As discussed in both the reference in Reply #18 & the immediate following linked reference, during the satellite era the ABSL has largely been more westward (i.e. it is now more frequently centered nearer the eastern side of the Ross Sea where it more frequently promotes sea ice production) than its historic mean local (which is historically nearer to the ASE). Thus as we have now entered a positive PDO cycle, we can expect the ABSL to more frequently reposition eastward (back towards the Amundsen & Bellingshausen Seas). Indeed, during La Nina the ABSL is on average moved more westward closer to 140W, while during El Nino's the ABSL is on average moved more eastward closer to about 115W. The attached figure from Bertler et al 2006 (see reference at bottom of this post), which shows pictorially the relationship between the location of the Amundsen Sea Low (or Amundsen Bellingshausen Sea Low), ASL (or ABSL) and either a La Nina or an El Nino event.

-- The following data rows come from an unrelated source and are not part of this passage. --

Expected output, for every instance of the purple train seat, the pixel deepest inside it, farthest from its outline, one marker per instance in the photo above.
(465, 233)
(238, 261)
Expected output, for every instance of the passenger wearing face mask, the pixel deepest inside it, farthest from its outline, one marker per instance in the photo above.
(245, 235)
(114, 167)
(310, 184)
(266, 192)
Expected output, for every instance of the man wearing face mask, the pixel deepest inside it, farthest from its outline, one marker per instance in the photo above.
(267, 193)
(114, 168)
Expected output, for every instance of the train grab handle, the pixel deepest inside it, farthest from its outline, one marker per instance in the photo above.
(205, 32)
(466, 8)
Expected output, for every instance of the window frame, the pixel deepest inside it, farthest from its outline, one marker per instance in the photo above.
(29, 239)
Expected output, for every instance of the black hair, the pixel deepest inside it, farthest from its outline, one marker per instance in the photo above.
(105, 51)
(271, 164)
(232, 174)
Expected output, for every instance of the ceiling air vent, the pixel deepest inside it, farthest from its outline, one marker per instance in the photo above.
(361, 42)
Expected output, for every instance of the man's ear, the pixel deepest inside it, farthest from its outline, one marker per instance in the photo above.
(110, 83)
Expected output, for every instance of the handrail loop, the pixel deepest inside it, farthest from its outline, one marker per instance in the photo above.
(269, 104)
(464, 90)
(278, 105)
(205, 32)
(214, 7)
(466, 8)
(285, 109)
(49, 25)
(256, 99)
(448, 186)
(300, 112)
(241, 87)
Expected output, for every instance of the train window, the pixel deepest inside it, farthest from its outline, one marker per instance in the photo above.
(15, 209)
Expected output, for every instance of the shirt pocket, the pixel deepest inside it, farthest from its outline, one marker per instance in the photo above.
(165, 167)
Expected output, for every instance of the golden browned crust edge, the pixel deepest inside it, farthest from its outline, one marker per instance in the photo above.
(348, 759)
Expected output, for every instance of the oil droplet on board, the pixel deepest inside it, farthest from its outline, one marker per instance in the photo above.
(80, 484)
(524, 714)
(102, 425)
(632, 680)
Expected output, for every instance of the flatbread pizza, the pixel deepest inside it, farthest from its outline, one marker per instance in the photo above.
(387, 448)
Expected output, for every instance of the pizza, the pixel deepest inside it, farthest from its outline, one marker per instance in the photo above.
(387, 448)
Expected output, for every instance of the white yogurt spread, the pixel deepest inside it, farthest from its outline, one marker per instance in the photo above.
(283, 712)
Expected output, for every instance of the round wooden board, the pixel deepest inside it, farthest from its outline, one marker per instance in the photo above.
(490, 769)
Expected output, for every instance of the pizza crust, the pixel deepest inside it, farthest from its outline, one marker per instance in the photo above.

Nerilie J. Abram, Robert Mulvaney, Françoise Vimeux, Steven J. Phipps, John Turner and Matthew H. England, (2014), "Evolution of the Southern Annular Mode during the past millennium", Nature Clim. Change (2014); doi:10.1038/nclimate2235
http://www.nature.com/nclimate/journal/v4/n7/full/nclimate2235.htmlAbstract: "The Southern Annular Mode (SAM) is the primary pattern of climate variability in the Southern Hemisphere, influencing latitudinal rainfall distribution and temperatures from the subtropics to Antarctica. The positive summer trend in the SAM over recent decades is widely attributed to stratospheric ozone depletion; however, the brevity of observational records from Antarctica—one of the core zones that defines SAM variability—limits our understanding of long-term SAM behaviour. Here we reconstruct annual mean changes in the SAM since AD 1000 using, for the first time, proxy records that encompass the full mid-latitude to polar domain across the Drake Passage sector. We find that the SAM has undergone a progressive shift towards its positive phase since the 15th century, causing cooling of the main Antarctic continent at the same time that the Antarctic Peninsula has warmed. The positive trend in the SAM since ~AD 1940 is reproduced by multimodel climate simulations forced with rising greenhouse gas levels and later ozone depletion, and the long-term average SAM index is now at its highest level for at least the past 1,000 years. Reconstructed SAM trends before the 20th century are more prominent than those in radiative-forcing climate experiments and may be associated with a teleconnected response to tropical Pacific climate. Our findings imply that predictions of further greenhouse-driven increases in the SAM over the coming century also need to account for the possibility of opposing effects from tropical Pacific climate changes."
Bertler, N.A., Naish, T.T., Mayewski, P.A. and Barrett, P.J., (2006), "Opposing oceanic and atmospheric ENSO influences on the Ross Sea Region, Antarctica", Advances in Geosciences, 6, pp 83-88, SRef-ID: 1680-7359/adgeo/2006-6-83.